Robust Stochastic Optimal Control via variance penalization: Application to Energy Management Systems
Paul Malisani, Adrien Spagnol, Vivien Smis-Michel
TL;DR
The paper tackles robust stochastic optimal control under convexity, addressing the optimizer's curse by introducing a variance-penalized objective and a Douglas–Rachford–based solver, the Variance-Penalized Progressive Hedging Algorithm ($\mathrm{VPPHA}$). It develops a data-driven framework consisting of scenario generation and reduction to enable tractable, scenario-based control, and proves convergence of the VPPHA to the optimal solution under convexity. The approach is instantiated in a rolling-horizon energy management system for a stationary battery, using real consumption and production data to compare against MPC and standard PHA; results show that VPPHA yields superior out-of-sample performance and greater bill reductions, especially during volatile pricing periods. The work demonstrates that variance penalization can enhance robustness without increasing computational burden, offering a practical path to robust EMS deployments through scalable, scenario-based optimization. Together, these contributions advance robust stochastic control with scalable algorithms and data-driven uncertainty representation for energy systems.
Abstract
This paper addresses a class of robust stochastic optimal control problems. Its main contribution lies in the introduction of a general optimization model with variance penalization and an associated solution algorithm that improves out-of-sample robustness while preserving numerical complexity. The proposed variance-penalized model is inspired by a well-established machine learning practice that aims to limit overfitting and extends this idea to stochastic optimal control. Using the Douglas--Rachford splitting method, the authors develop a Variance-Penalized Progressive Hedging Algorithm (VPPHA) that retains the computational complexity of the standard PHA while achieving superior out-of-sample performance.
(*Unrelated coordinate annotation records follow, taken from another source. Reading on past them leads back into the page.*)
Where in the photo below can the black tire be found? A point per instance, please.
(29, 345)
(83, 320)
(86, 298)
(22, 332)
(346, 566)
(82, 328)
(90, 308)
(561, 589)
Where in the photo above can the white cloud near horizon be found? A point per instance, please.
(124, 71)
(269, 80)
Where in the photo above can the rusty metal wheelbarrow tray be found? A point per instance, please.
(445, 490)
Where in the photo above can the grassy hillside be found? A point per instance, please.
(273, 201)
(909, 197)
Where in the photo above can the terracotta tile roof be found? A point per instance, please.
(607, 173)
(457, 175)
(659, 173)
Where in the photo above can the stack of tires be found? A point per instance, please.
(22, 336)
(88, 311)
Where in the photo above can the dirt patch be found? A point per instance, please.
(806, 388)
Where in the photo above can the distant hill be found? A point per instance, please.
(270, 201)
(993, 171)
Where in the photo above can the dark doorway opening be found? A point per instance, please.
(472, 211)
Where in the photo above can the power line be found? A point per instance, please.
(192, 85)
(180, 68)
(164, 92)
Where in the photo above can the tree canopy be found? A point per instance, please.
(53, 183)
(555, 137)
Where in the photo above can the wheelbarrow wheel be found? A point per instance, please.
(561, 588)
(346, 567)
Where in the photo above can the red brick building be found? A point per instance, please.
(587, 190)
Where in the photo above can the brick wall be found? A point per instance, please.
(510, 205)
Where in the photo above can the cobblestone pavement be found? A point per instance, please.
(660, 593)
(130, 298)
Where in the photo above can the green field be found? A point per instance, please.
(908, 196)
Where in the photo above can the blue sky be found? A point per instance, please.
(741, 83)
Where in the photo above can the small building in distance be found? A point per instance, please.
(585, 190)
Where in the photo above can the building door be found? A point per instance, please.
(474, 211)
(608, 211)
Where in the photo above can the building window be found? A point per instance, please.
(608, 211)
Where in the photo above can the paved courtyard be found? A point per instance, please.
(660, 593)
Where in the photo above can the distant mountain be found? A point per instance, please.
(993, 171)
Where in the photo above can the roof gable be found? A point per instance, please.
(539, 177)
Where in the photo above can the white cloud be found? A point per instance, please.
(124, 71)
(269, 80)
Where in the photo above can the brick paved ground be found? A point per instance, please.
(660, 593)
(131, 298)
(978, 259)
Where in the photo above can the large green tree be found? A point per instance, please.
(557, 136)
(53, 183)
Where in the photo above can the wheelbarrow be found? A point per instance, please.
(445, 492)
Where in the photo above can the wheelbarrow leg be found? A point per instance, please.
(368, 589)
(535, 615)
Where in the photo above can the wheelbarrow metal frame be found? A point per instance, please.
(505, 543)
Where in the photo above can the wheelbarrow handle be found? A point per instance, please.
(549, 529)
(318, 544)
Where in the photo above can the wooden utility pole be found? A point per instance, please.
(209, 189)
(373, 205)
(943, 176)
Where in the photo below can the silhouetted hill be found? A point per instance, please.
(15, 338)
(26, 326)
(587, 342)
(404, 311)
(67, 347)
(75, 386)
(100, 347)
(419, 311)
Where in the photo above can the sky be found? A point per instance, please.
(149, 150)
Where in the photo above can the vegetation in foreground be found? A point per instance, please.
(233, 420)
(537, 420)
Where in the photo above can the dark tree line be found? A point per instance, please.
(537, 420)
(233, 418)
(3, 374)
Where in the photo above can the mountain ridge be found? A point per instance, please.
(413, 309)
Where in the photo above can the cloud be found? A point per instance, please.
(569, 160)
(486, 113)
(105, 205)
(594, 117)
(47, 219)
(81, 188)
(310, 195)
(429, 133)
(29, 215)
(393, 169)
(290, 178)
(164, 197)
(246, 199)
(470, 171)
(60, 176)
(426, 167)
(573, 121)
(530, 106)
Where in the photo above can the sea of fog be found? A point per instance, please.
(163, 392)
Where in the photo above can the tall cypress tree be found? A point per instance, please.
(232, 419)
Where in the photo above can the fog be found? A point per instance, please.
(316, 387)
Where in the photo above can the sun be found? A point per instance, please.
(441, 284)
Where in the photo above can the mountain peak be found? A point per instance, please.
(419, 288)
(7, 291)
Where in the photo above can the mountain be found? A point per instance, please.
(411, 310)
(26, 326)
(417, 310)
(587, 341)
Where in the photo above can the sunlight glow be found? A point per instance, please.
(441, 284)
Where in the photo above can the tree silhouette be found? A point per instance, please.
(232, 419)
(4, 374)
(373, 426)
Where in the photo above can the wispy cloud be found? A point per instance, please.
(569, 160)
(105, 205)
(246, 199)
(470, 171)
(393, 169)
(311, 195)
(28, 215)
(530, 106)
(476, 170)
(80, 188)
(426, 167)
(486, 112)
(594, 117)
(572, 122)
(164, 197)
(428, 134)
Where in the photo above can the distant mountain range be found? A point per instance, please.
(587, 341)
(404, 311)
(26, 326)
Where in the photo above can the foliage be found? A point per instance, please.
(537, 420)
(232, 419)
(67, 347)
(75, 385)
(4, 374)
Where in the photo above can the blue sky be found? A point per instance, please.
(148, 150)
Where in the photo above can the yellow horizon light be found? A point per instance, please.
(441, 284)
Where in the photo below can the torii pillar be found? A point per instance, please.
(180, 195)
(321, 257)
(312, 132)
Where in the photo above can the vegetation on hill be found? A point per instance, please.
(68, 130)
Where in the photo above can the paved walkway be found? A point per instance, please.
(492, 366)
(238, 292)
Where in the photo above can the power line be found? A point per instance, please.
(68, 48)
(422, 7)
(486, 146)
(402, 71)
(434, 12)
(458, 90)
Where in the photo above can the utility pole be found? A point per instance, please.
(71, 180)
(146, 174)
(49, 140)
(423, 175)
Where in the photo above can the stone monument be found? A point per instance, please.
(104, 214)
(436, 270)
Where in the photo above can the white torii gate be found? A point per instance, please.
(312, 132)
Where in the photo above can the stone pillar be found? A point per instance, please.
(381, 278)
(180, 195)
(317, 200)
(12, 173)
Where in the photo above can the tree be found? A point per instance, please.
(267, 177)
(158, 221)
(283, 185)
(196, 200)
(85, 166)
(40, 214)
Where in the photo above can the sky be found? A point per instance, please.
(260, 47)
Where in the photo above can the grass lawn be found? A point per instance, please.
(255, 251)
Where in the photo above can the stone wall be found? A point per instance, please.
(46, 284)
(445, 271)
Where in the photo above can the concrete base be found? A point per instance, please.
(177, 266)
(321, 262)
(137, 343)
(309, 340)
In addition, the authors propose a three-step control framework comprising (i) a random scenario generation method, (ii) a scenario reduction algorithm, and (iii) a scenario-based optimal control computation using the VPPHA. Finally, the proposed method is validated through simulations of a stationary battery Energy Management System (EMS) using ground-truth electricity consumption and production measurements from a predominantly commercial building in Solaize, France. The results demonstrate that the proposed approach outperforms a classical Model Predictive Control (MPC) strategy, which itself performs better than the standard PHA.